Digressions of a Dilettante

Digressions of a Dilettante
Vignettes of Inanity by Bud Hearn

Thursday, January 26, 2012

It's Complicated




Life is…. Confusion and conflict consume us.

Don’t take my word for it. Look around. Cognitive thought has capitulated. We’re in the abyss of digital arcana, home to no human voice. Computers control everything. Mattresses even play music. We’re hopelessly lost.

Recently we purchased a wire holder for office files. Ripping the box apart sapped the strength of two stout men. About 2,000 components cascaded to the floor. Directions were in Chinese. A picture yielded the only clue. Flee from anything that advises, “Assembly Required.”

Try opening simple packages, like batteries. You’ll lacerate yourself in the process. Or try buying an airline ticket from a voice.

Ed calls. He’s a lawyer. He whines that the accountant’s numbers don’t add up. He says the Gen Y gangs of MBA grads have gummed up the system. They can’t balance books on napkins anymore. They create enigmatic spread sheets, confounding the over-50 crowd. It’s complicated.

My phone rings. It’s the Probate Judge. “We need to talk,” she says. “We have a problem with your finger prints.” Now, hearing a judge say this is akin to the doctor’s office calling, saying, “About your X-rays….”

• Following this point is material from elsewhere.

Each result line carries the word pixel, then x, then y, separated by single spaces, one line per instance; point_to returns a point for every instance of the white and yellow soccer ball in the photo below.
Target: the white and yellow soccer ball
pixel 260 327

What’s this about? I’ll tell you. I applied for a gun permit. With crime exceeding that of Sodom and Gomorrah, citizens need to be heavily armed. Even pea shooters require a license. I learned this as a child. The kinetic energy of a pea is directly proportionate to the length of the shooter and the lungs of the blower. Dangerous weapons in the hands of young boys.

I go over to discuss the problem. The sign on the Courthouse sidewalk warns, “Caution—Uneven.” Justice is still uneven in the legal system. The courthouse is a solemn and imposing structure. Beneath its Corinthian columns one could imagine Aristotle, sitting, swinging the scales of justice, simply passing the time of day. He’s not here today, and the scales tilt noticeably to the left.

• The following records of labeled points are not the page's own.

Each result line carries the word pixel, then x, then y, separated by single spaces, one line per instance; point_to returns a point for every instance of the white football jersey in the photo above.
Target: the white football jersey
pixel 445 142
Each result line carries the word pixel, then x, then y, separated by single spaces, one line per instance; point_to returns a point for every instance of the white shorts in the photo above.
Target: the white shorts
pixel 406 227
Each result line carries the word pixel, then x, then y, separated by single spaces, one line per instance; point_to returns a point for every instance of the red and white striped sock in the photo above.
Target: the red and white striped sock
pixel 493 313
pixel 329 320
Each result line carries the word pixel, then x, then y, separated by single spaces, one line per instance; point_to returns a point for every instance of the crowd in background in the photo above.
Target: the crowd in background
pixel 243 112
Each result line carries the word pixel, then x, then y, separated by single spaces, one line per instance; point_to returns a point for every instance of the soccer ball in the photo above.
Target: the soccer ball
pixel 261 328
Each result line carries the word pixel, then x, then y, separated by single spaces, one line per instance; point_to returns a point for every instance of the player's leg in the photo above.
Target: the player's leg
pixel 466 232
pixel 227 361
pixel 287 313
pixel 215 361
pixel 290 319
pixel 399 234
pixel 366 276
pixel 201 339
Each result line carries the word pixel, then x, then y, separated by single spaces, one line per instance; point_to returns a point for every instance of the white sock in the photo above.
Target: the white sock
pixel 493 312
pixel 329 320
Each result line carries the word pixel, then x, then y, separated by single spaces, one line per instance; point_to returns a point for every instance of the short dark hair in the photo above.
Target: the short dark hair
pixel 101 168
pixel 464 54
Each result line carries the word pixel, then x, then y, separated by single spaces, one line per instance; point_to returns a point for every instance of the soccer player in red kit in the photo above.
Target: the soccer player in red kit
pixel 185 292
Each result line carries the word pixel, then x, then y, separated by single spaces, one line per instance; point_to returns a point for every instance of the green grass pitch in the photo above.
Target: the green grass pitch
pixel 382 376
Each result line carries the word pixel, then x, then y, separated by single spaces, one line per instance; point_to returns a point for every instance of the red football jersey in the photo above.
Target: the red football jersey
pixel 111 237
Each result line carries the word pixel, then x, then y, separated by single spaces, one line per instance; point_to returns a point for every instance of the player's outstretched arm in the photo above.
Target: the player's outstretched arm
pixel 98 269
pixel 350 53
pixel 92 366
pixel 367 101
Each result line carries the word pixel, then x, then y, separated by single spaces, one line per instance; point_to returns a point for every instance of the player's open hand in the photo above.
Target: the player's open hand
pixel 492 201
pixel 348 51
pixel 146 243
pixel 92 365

Do you know how many laws are in the federal statutes? Nobody does. The Federal Register, according to some, numbers 34,844 pages, weighs 340 pounds. There’re so many criminal laws that it’s easier to match the DNA of a Neanderthal to a monkey than to avoid breaking one law in your lifetime. Things are complicated. Ask the IRS.

Justice in Georgia lurks on every corner for people who curse dead bodies and carry ice cream cones in their pockets on Sundays. Donkeys cannot be kept in bathtubs and no spitting is allowed on Sunday sidewalks. Fried chicken must be eaten with both hands and you can’t tease idiots. Floggings for anyone tying a giraffe to a telephone pole. And more.

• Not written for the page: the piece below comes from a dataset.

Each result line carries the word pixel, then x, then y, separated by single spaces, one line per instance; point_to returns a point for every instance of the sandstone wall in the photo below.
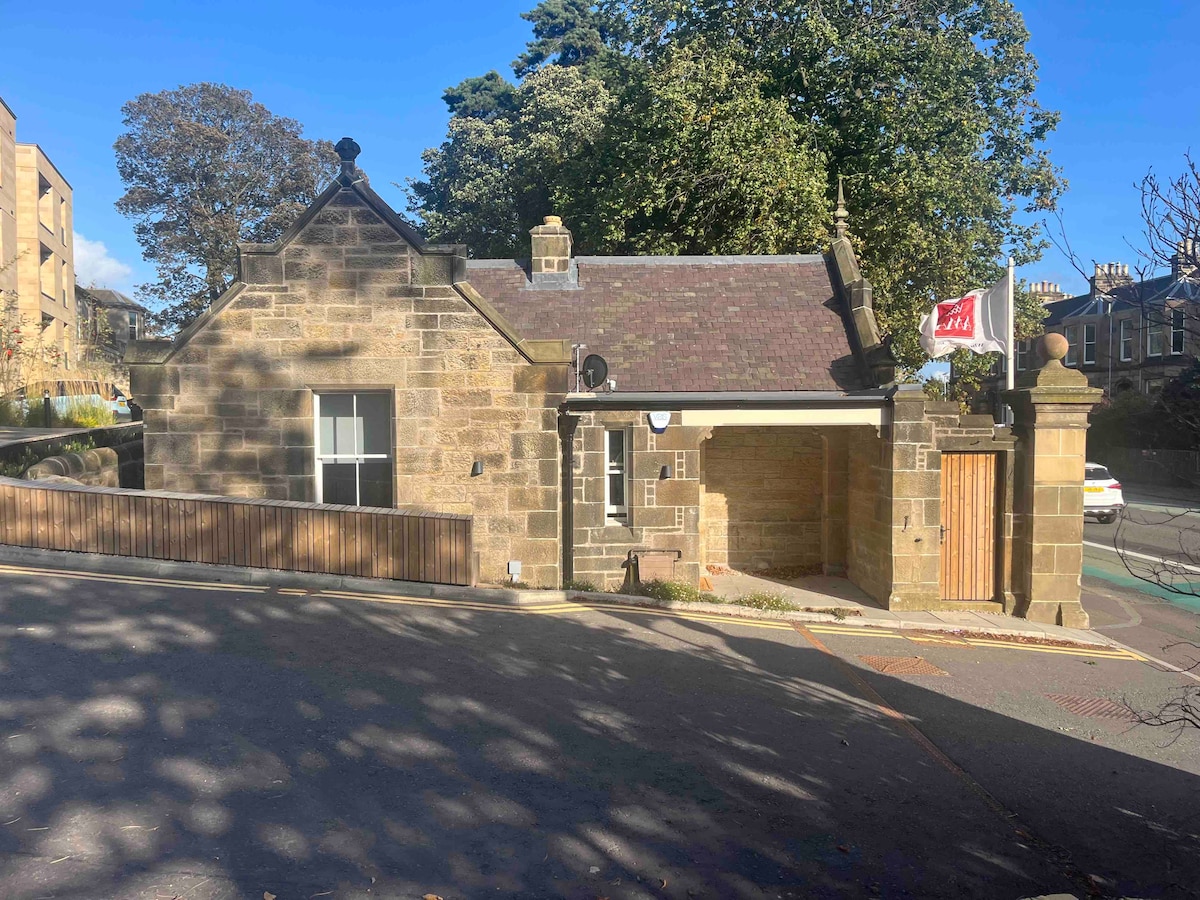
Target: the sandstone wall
pixel 763 497
pixel 664 514
pixel 348 305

Suspended on the flag pole are flags of America and Georgia. Today, these symbols of the equal American Dream hang limply, their energy sucked out by the conflicting issues of states’ rights. They resemble worn-out warriors, entwined in an exhausted embrace in an indecisive, post-orgasmic ordeal. It’s complicated.

Inside, I’m told the GBI rejects my prints, say they oddly match those of Richard Nixon. I play along. They re-print me. She tells me if the FBI rejects them, I may be incarcerated and transferred to Quantico where detainees are interrogated by the goon squads of Guantanamo.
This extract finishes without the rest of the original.